The Big East leadership pursued more money and it proved to be disastrous. The Pac-12 followed suit.

That Gordon Geeko-like pursuit of greed while also making sure to not be left behind is what is at the root of the latest realignment. This is why Stanford with its 120-plus wins and four Heisman runner-ups in the last 15 years is searching for a home.

The Big 10 responded to the Southeastern Conference’s expansion to 16 teams by adding Texas and Oklahoma by gobbling up programs like a meth addict locked in a pharmacy. It is insane.

Let’s look past the humorous fact that the Big 10 will have 18 teams in 2024 and that expanding its footprint beyond the Midwest is cringeworthy. The same could be said when the SEC added Missouri in 2011, a program located west of the Mississippi but in the SEC East. Once again, geography is hard for some.

The pursuit of cold hard cash is what drives this.

The Big 10 is in a TV revenue race with the SEC and the two are battling to own the sport — which will eventually see them and whatever conference is left standing to create a super league that will separate from the NCAA altogether. That will happen.

Do you think there is a way that the Big 10 and SEC can figure out to get more than the $80 million each Power 5 conference gets off the top of the $720 million annual CFP payout that they won’t? Of course, they will.

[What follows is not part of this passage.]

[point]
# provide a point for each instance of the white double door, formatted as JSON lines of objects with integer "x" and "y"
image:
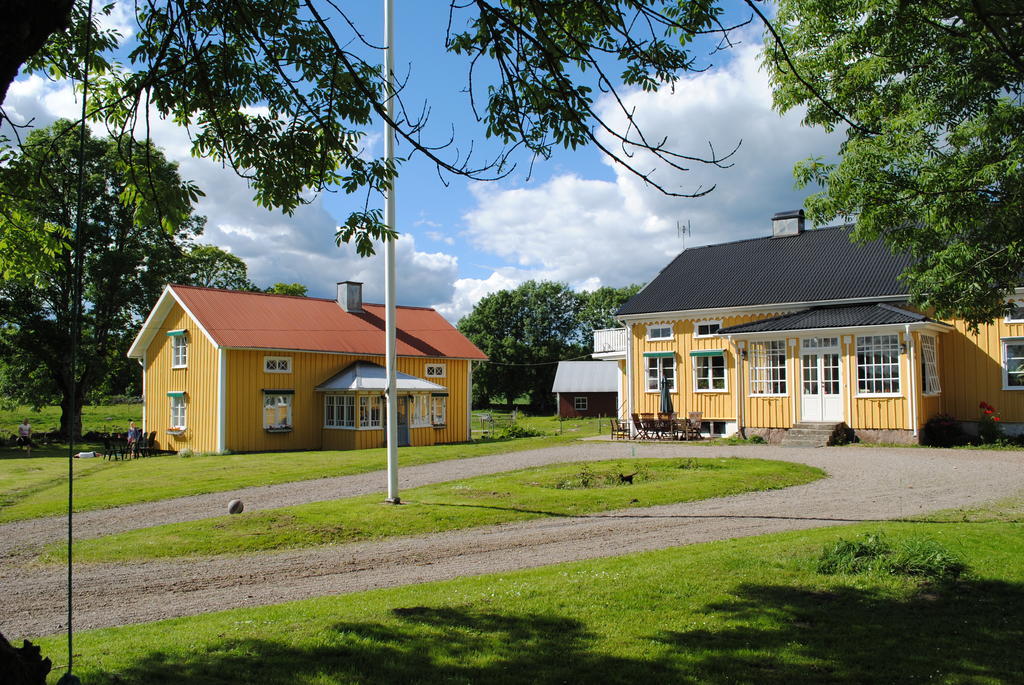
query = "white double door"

This all comes at the expense of rivalries.

Forget the Civil War or the Apple Cup, those beloved regional rivalries by older fans are the collateral damage of conference realignment.

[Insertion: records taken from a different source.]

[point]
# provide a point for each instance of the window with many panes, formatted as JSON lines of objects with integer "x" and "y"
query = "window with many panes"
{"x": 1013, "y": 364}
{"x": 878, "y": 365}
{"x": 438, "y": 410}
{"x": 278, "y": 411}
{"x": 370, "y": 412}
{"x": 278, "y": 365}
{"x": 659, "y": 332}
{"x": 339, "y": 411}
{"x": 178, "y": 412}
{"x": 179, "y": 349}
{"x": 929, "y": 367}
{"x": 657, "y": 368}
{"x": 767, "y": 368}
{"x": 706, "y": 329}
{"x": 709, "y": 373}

It already has happened before.

When Missouri left for the SEC it left behind the Border War with Kansas, and when Texas A&M left behind — it thought — its annual game with Texas, a rivalry that went through both the Southwest and then Big 12 conferences.

Oklahoma and Oklahoma State’s legendary Bedlam series will soon go away and will become a distant memory like The Backyard Brawl between Pitt and West Virginia.

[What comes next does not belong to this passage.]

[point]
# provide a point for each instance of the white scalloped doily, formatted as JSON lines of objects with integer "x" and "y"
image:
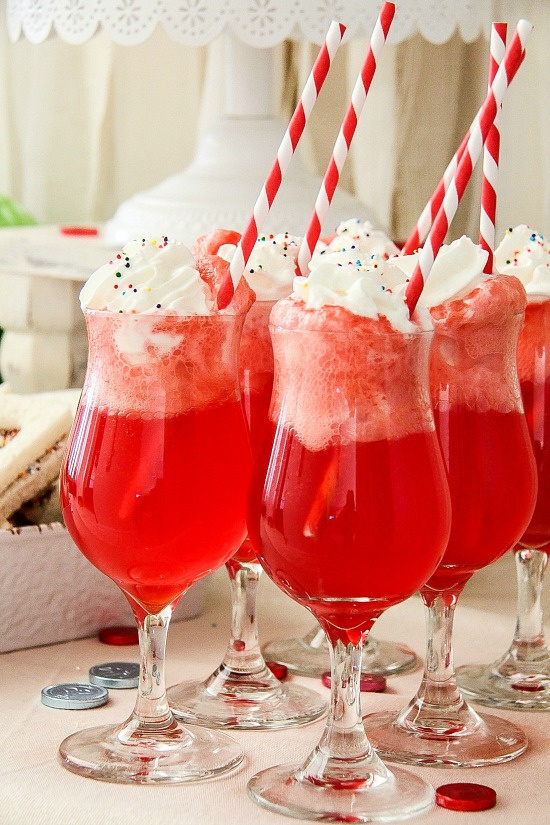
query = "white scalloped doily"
{"x": 256, "y": 22}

Oklahoma running back Jovantae Barnes (2) runs the ball against Oklahoma State safety Jason Taylor II (25) at Gaylord Family-Oklahoma Memorial Stadium during last year’s game. The rivalry game will end after OU makes the move to the SEC next year. — Photo by Sarah Phipps-USA TODAY Sports / Reuters

Can the Pac-12 somehow survive, akin to how the Big 12 resurrected itself after being raided twice by making shrewd moves of adding three highly-regarded Group of Five programs Central Florida, Cincinnati, and Houston, and one independent with name recognition in BYU?

Maybe the Pac-12 leftovers can merge with the Mountain West and create a new West Coast conference, but it likely won’t be as strong as it was before.

The entire realignment nonsense begs a question. Why not have the teams from the three or four strongest Power 5 conferences depart the NCAA and create their league and play for their national championship?

Everyone left can play for its NCAA-attached title and all the other sports — which no one cares about — can remain in the NCAA. That likely won’t happen.

Instead, the NCAA will allow the realignment disease to continue spreading, while the elite conferences further pull away and eventually sever ties with the smaller conference like the MAC and Sun Belt, thus ending up paying those programs a sizable and critical check that will further separate the haves and have nots.

Some claim that this is a good thing for college football.

Having your marquee matchups at the expense of the health of more than half of college football doesn’t seem progressive to me. It is an elitist and selfish attitude but not a surprising one for a sports culture — and modern culture — based on “me” wants.

For those unabashed realignment cheerleaders, is anyone clamoring for Washington versus Maryland or Kentucky versus Oklahoma? And what makes any of those fans of those teams think they will be saved during the next round of realignment?

Yeah, Alabama, Georgia, Michigan, and Ohio State will likely survive. But what is to stop them from pushing out Vanderbilt, Arizona State, Wake Forest, Illinois or South Carolina, or anyone else that is not a football powerhouse?

When the Conference of champions is destroyed with such ease and disregard, no one is safe. No one.

Raymond Partsch III is the co-host of “RP3, D-Loh & Meche” which is broadcast weekdays (11-1) on ESPN 103.7 Lafayette and 104.1 Lake Charles — Southwest Louisiana’s Sports Station.